I heard this term used in something of a derisive sense in connection with new proposals by Senator Schumer and the SEC to open the process for electing corporate directors. There are lots of bells and whistles and a number of issues to be cleared up, but “people’s capitalism”? Are you kidding? People…stockholders, specifically…are the owners. Given the performance of the last several months why on earth wouldn’t we broaden the process for selecting who governs? Maybe the attitude behind this cynical label is part of the case for change? Hmmmmm

AIG and The Gladiator

March 22nd, 2009

After his first victory as a “slave” in which he treats the public and his “kill” with arrogance and disdain, Russell Crowe is advised “Win the crowd and you’ll win the day“.  Moral compass aside, isn’t there anyone on the AIG board who saw that movie?

Defining Moments in Governance

February 22nd, 2009

I’m trying to build an inventory of “defining moments in governance” beyond my personal experience: might come from either side of the board table in corporate or non-profit settings. Vintage moment: early Starbucks executives reported proudly to directors that they were dismissing customer requests for special flavors in keeping with their commitment to “pure and natural”. Board comment…”to hell with what the customer wants?
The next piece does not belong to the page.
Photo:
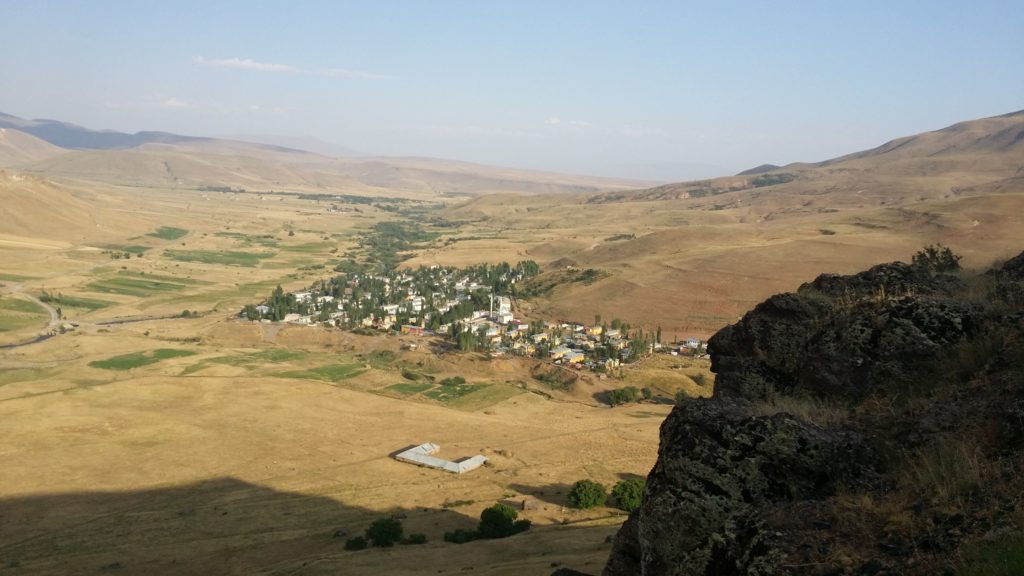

Are you #%*!@*## nuts!?” My experience is that just as many go the other way; some are truly “defining” but pass unnoticed; and, of course, many come from the CEO side of the table. Love to hear from you; attribution your call

Where board and CEO meet…

February 12th, 2009

Welcome to the Governbest blog!

This space will be used to reflect on matters of interest from both sides of the governance table.  The intended audience is all who are involved in leading or guiding corporate, association or non-profit boards in the discernment and pursuit of missions relevant to their respective constituents.  By governance, we mean matters of identity, destiny and fundamental method…the questions that constitute the right struggles between directors and executive leadershim; the few answers that, when clear and appropriate, clear the way for thousands of downstream decisions.  Material will come from the experience of contributors, current events that bear on governance matters and other published materials on governing.  Sign in, read up and “write on…

Strategic Inflection?

February 12th, 2009

The Aspen Institute reports that the non profit sector grew 54% in revenues between 1995 and 2005…a period when GDP growth was 34%. That’s a rise in revenues of nearly 160% of the GDP…governmental sources, charitable contributions, fees or charges and other earned income. So here we are in what looks a lot like 1929; and all sources of funds are under duress. Makes me wonder if the decline is likely to be as comparatively more robust than the climb, and in any event, what kind of “demand bid” this places on the sector’s leadership. Any thoughts? I have some but hey…this is a conversation, right?